We drove home then, each of us in our own car. I turned on the radio and listened to some jovial halfwit for a few minutes before switching it off with an irritable “fuck off.” In truth I was in no mood at all for inviting disembodied presences into my immediate vicinity. My car was a shell protecting me from outside influences. The spectral video had unnerved me and now a tourniquet of nausea was twisting in my stomach. I felt guilty and spooked and couldn’t begin to tear the one from the other, let alone begin to rationalise either. Our cars had been driving in a spontaneous convoy, me gallantly picking up the rear. As we passed through a small village I slowed down as we approached its traffic lights so that I would be caught on a red and separated from the others. Then I turned into a small parking area for the few local shops. I opened my window to let some air in and caught my blanched reflection in the rear view mirror. My stomach was cramping painfully and I felt close to vomiting.
A mother was strapping a small child into its car seat. She must have just picked her up from nursery on the way home from work. They both wore glasses and in their similar gaze from the same bone structure I saw an identity that defied time. It seemed to me that the small child was already aged and that the mother was also aged and at the point of death.
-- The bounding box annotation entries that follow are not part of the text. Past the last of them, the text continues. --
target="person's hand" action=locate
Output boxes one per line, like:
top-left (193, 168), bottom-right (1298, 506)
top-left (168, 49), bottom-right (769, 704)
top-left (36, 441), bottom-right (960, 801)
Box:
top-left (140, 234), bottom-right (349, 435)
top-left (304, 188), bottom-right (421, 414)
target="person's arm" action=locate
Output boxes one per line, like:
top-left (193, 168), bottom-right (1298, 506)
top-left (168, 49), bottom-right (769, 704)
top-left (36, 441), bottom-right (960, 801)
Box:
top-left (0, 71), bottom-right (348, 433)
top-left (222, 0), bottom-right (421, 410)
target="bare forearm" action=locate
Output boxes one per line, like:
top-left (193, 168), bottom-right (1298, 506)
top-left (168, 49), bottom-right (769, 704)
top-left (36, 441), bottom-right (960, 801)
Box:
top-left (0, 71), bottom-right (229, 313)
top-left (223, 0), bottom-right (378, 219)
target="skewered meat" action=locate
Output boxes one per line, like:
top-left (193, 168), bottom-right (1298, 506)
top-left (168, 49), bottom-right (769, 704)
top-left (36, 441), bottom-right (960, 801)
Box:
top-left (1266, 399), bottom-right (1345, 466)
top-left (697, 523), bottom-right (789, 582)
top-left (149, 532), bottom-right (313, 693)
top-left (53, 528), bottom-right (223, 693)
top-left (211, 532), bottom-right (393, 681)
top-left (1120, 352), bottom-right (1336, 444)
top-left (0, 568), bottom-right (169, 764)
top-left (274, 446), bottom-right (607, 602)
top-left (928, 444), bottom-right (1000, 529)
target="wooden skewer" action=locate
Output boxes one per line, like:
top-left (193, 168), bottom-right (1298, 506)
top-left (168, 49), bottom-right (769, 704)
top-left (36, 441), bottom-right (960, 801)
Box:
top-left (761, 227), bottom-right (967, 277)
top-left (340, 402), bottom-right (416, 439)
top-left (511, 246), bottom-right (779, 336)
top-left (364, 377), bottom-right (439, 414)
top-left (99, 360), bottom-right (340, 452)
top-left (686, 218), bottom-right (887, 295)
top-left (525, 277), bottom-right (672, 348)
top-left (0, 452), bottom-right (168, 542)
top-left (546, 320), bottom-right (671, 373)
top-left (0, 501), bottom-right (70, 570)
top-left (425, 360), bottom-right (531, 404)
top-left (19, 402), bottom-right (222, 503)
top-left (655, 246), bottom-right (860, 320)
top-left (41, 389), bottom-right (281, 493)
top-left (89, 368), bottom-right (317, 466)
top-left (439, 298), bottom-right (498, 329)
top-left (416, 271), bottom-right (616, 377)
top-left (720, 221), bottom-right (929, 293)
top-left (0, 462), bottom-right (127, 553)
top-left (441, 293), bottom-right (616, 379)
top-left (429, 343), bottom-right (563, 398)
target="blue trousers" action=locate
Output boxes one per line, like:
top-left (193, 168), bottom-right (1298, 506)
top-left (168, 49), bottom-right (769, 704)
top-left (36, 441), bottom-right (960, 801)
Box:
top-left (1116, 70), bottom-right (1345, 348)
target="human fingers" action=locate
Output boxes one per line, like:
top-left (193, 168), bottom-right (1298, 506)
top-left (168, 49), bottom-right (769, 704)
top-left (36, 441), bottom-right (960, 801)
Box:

Their actual appearance at this moment in time was a brief mask hiding the skeletal truth beneath the skin. There must be thirty years between mother and child and it would seem like no time at all before another thirty had turned and brought around the next generation, the grandmother already dead. The girl was quiet and serious. I saw her youth as a cruel deceit. Soon she would understand death, and I couldn’t avoid seeing the momentary deferral of its arrival as anything other than sickly poignant. I opened the car door and vomited on asphalt.
Despite my state I was vaguely conscious of the mother distracting her daughter’s attention away from the disgusting man. Even though I didn’t really feel better I no longer felt that I was rapidly becoming worse. I had passed the crisis point. I manoeuvred the car so that it was parked outside the bay but hiding the vomit on the floor. Then I went into the small convenience store and bought a bottle of water. Back in the car I rinsed and spat out almost half the bottle before drinking the rest.
I brought my phone to life and checked my emails. Only now did it occur to me to wonder why that link had been included in an email from the school. Looking through my inbox I could find no such email. I checked the deleted and spam folders. I knew from experience that sometimes email apps on phones could be unreliable but, in truth, I was unsurprised when I could find no trace of the original email (and I’ve never found any trace of it since). Sitting in my car, waiting to drive back home to hear Grainne talking about the evening’s entertainment, I was strangely unconcerned about the non-existence of the ghostly video. It had once existed, and it existed no more. I could not convince myself that its inexplicable appearance and disappearance were any more of a mystery than the coming into being and passing away of the people who appeared in it. All that has died is gone forever. Existence is a brief flicker of light within which we are never really at home. I turned the key in the ignition and pulled out of the small car park. The sickness had passed for the time being.